Data Security in Google Cloud series — Part 1: Physical data encryption of sensitive data using Cloud DLP and KMS

Published in

Google Cloud - Community

17 min readJun 7, 2023

Many companies that are uploading their data to the cloud, are being required to do so securely and make sure that any data containing sensitive information such as Personally Identifiable Information (PII) is properly handled and de-identified in the cloud by using different data securitization techniques like tokenization, masking or encryption. The use of encryption is becoming increasingly important as businesses and individuals collect and store more sensitive data. Encryption can help to protect this data from unauthorized access, use, or disclosure. As the number of governments around the world enforcing these rules through legislation increases, adopting a practice of inspecting data for PII and properly handling and securing it in the cloud becomes of paramount importance. This article provides an example of how to use Google Cloud’s Data Loss Prevention and Key Management System services within a data pipeline created with either Cloud Data Fusion or Dataflow, to inspect a field in a file in Cloud Storage for a National ID (in this case a Chilean National ID or “Cédula De Identidad”), and encrypt those IDs prior to inserting them into a table in BigQuery.
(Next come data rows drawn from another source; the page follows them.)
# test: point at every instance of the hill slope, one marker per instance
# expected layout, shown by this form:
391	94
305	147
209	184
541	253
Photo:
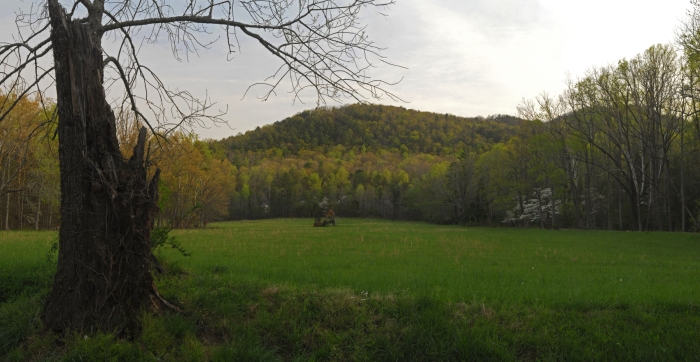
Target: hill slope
375	127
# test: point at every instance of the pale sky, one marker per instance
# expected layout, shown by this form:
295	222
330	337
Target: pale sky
464	57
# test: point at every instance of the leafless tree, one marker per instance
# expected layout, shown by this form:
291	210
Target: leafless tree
107	203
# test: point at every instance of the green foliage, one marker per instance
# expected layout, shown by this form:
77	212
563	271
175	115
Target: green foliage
160	237
377	127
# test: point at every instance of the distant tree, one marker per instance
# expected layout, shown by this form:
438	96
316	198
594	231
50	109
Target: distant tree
108	204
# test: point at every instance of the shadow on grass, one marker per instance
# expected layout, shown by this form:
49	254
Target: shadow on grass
228	319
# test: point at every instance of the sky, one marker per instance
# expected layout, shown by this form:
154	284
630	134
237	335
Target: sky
463	57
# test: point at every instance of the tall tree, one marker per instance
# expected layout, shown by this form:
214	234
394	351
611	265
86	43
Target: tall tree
108	202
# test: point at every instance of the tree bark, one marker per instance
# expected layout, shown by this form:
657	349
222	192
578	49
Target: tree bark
104	277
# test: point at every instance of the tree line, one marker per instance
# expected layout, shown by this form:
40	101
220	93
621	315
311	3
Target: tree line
616	150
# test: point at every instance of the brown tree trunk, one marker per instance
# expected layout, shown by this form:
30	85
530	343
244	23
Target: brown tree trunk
104	277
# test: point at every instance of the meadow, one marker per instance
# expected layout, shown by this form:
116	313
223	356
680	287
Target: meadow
374	290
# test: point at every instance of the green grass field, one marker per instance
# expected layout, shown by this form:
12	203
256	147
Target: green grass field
381	290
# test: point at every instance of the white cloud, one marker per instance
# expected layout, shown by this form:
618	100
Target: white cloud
466	57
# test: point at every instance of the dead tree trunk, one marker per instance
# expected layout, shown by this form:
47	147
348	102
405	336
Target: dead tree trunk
107	205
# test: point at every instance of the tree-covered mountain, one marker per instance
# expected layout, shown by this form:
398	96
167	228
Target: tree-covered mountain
376	127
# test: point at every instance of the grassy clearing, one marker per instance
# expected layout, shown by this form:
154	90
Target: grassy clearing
379	290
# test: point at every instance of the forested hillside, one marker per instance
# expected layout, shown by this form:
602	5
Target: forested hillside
618	149
375	127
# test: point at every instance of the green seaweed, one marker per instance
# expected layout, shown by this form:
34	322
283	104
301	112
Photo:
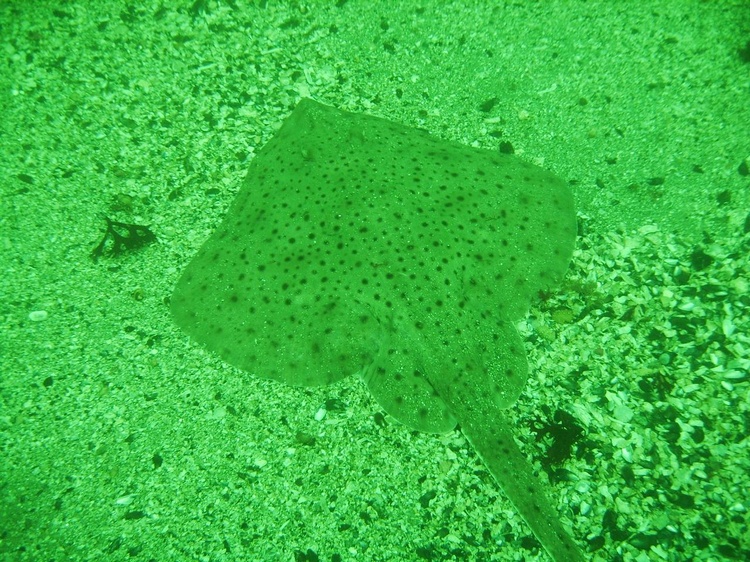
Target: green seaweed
358	245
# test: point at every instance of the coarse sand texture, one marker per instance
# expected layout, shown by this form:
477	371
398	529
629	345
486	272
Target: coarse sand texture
358	245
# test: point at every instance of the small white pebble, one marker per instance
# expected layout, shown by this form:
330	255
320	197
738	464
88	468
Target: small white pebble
38	315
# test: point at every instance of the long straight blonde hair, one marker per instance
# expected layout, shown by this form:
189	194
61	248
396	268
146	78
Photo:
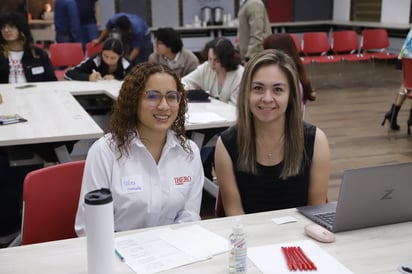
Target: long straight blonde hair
294	153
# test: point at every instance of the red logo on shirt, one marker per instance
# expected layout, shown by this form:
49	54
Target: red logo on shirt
182	180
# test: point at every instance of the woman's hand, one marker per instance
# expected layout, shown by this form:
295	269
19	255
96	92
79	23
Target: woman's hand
108	77
94	76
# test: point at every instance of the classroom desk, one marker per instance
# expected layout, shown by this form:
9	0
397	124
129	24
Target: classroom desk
111	89
85	128
373	250
53	116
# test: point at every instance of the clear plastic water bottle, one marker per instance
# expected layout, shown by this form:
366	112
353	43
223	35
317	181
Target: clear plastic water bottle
237	249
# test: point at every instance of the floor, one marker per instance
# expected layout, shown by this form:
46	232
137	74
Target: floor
352	99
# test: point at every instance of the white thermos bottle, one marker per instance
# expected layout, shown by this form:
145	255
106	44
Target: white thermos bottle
100	232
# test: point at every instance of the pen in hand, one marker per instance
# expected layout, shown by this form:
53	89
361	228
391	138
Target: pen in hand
98	76
122	259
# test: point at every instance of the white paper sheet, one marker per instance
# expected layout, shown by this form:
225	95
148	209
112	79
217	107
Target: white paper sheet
146	253
270	259
205	117
197	241
161	249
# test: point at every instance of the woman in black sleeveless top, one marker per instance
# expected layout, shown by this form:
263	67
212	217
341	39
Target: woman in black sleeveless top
271	159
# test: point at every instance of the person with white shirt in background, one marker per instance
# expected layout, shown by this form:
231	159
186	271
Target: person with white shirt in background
220	75
153	171
108	64
20	62
170	52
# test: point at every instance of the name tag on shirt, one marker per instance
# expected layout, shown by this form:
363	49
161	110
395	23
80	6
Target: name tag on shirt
37	70
132	184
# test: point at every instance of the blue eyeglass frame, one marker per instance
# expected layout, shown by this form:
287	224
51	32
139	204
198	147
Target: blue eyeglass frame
157	96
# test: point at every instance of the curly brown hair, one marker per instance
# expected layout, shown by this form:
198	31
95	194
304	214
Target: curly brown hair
124	118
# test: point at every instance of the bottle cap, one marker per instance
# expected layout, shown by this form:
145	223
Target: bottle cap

The data is physically encrypted in the table so that the sensitive information is secured even in the unlikely event of a data exfiltration, and can later be reversed to its original value, by using the same KMS key.

Overview

Data Loss Prevention (DLP) is Google Cloud’s Data Loss Prevention (DLP) is a suite of services that helps you find, classify, and protect sensitive data across your Google Cloud resources, on streams of data, structured text data stored in files or tables in BigQuery, even on unstructured data such as images. DLP can help you comply with data protection regulations, prevent data breaches, and ensure the security of your data.

DLP has a variety of features to help you protect your data, these features include:

Inspection: DLP can scan your data for sensitive data using a variety of methods, including dictionaries, regular expressions, and contextual elements.
Classification: DLP can classify sensitive data into categories, such as financial data, PII data, and intellectual property.
De-identification: DLP can remove sensitive data from your data without impacting its utility. This can be done by redacting, masking, or encrypting the data.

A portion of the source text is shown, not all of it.